This show is for bone fide Sondheim fans. It is almost three hours long, and one of its features is the inclusion of songs that had been cut from the final versions of his shows. This is a bad idea for us layman viewers, because it is abundantly clear to us why those songs were cut in the first place: they are bad. And it makes the show longer than it ought to be. Also, when the layman viewer is faced with three hours of Sondheim songs, they all begin to sound the same.

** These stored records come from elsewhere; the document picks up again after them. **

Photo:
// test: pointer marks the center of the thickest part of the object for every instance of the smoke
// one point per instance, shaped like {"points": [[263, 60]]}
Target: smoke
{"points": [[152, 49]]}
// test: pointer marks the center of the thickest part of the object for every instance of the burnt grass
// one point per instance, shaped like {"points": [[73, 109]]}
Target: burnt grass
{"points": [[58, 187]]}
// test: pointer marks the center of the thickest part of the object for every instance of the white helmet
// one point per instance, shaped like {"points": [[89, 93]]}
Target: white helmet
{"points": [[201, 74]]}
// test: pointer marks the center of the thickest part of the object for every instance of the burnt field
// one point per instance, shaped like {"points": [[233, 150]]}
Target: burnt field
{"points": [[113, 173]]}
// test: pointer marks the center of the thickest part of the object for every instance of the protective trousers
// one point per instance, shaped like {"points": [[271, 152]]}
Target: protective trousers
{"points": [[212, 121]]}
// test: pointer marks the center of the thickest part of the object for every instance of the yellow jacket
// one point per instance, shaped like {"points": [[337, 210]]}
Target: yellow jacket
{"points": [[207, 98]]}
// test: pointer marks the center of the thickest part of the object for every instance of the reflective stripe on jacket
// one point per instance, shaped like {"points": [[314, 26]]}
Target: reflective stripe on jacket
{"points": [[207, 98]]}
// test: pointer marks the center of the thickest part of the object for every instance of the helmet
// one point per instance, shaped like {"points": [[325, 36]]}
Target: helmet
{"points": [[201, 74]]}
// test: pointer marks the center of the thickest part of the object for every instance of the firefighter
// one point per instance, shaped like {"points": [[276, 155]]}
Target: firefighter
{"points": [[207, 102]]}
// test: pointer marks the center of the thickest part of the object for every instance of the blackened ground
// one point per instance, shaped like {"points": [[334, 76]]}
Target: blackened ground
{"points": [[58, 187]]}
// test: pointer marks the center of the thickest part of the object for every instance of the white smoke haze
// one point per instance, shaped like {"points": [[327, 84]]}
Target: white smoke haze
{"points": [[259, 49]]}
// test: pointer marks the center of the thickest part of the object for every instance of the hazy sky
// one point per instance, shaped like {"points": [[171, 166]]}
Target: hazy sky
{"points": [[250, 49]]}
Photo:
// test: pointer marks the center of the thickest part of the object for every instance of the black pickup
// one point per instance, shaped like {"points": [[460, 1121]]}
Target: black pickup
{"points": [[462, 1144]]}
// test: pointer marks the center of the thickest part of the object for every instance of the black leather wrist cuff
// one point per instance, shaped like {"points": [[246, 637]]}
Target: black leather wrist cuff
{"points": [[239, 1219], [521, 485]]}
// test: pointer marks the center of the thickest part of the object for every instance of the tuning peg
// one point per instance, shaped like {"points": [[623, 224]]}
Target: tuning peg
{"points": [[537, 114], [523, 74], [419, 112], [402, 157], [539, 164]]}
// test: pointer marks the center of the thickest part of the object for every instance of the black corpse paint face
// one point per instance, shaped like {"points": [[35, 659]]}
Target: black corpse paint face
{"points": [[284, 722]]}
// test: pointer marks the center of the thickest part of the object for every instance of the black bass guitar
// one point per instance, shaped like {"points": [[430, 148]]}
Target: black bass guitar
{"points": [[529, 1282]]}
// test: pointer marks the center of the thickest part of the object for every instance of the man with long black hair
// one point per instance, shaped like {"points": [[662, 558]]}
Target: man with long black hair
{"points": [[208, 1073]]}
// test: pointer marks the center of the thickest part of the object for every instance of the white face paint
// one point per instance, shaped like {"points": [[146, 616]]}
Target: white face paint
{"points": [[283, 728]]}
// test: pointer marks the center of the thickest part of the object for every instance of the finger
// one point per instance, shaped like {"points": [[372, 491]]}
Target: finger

The random selection of songs are loosely strung together by a projected video interviews with Sondheim. Sometimes this works but I found it to be mostly weird (though I can't imagine any other way for the show to make cohesive sense except to have Sondheim on stage in the flesh). His interspersed insights are sometimes used objectively—as in, this is the song that made audiences finally sympathize with Passion [insert "Loving You"]—and then other times interpretatively—he talks about his horrible relationship with his mother [insert "Children Will Listen"]. This latter trick is really confusing, because Sondheim himself claims that he'd only written one autobiographical song, which is a boring one about the biz. So we don't have a solid point of view.

There is only one direct reference to Sondheim's sexuality. He talks about struggling to understand himself and how he didn't fall in love until his 60s, but we are never told that his lover is a man. I was willing to let this pass, but Ann, my friend who came to the show with me, wasn't: She pointed out the discrepancy of his reading aloud a horrible letter his mother wrote to him in which she bemoans his existence. This seems like an act of exposure that would render the word "gay" pocket change. Did producers edit it? Or is Sondheim still not really out? What year are we living in?

I love Vanessa Williams; I love even her Christmas albums; I am convinced she's a wonderful person and I would like to eat brunch with her. But I see her as something of a tragic figure because for someone who has had a long, post-Miss America career in the arts, that career is a pretty uneven one. It leaves me with the impression that either she isn't picky or she doesn't know what she likes to do, like she's either lazily or manically tossing darts in the general direction of the dartboard. In SoS, she stands out as, say, the local news anchor guest-starring in a high school production (this is not to disparage her really talented colleagues). This is compounded by her not wearing costumes very well: We never for a moment lose sight of the fact that we are watching Vanessa Williams sing. That said, I have to give her some credit. It seems like a mean thing to make her share the stage with Barbara Cook in a Sondheim revue.

But Barbara Cook! A boy hasn't lived until he's heard "Send in the Clowns" sung live by the lady herself. Also, Norm Lewis's "Being Alive" makes me want to see "Company" again, and that's a show I am very tepid about. And Cook and Williams's duet of "Losing My Mind" is definitely one of the many highlights. One can't dispute that Sondheim is a tremendously gifted songwriter, and it's a rare thrill to listen to many of the songs in a single evening (or afternoon). But for SoS, there's a disparity that still needs to be worked out. At times I'd rather have been watching something formal, with a solid narrative structure, and at others I'd have preferred informal—like, at Joe's Pub, with a drink in my hand. It seems best to go one way or the other and then stick to it.